Mandelson launched a scathing attack on Lambert at the weekend, after the director general of the CBI said the thinking behind the small business credit adjudication service – which would have legal powers to overturn bank lending decisions – was “completely dotty”.
The business secretary accused Lambert of being “completely out of touch” with small businesses while standing up for “bullying banks”.
He added: “Lambert’s indifference to this is shocking and shameful and if he wants to desert small business and side with the banks in this way, he will be alone in doing so.”
Yesterday, Lambert insisted that small firms were “the lifeblood of our economy” and said he understood the pressures facing them.
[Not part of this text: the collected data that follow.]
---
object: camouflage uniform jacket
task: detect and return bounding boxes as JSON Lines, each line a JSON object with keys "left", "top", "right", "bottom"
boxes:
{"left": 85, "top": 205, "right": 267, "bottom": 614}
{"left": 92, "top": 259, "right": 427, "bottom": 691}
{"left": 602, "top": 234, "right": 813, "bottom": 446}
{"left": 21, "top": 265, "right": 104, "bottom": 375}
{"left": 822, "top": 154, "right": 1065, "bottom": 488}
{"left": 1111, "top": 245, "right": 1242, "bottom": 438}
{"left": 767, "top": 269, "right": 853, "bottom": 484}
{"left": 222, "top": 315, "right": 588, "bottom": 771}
But he refused to back down over his opposition to the credit adjudicator, saying “I warmly welcome workable plans to support small firms – but regrettably this isn’t one of them.”
Lambert described the quango as “pure political rhetoric”, and said it would fall into difficulties if it forced a bank to lend to a firm that subsequently went bust.
The government has enjoyed good relations with Lambert, an ex-Financial Times editor that switched the paper’s support to New Labour in 1997, but Mandelson’s aggressive language is sure to strain relations in the run up to the general election.
Last week, City A.M. revealed that the banking industry was up in arms over the credit adjudication service, which would have statutory powers to overturn the lending decisions of all banks – not just state-owned ones. And we revealed that its head will earn around £500,000 when appointed.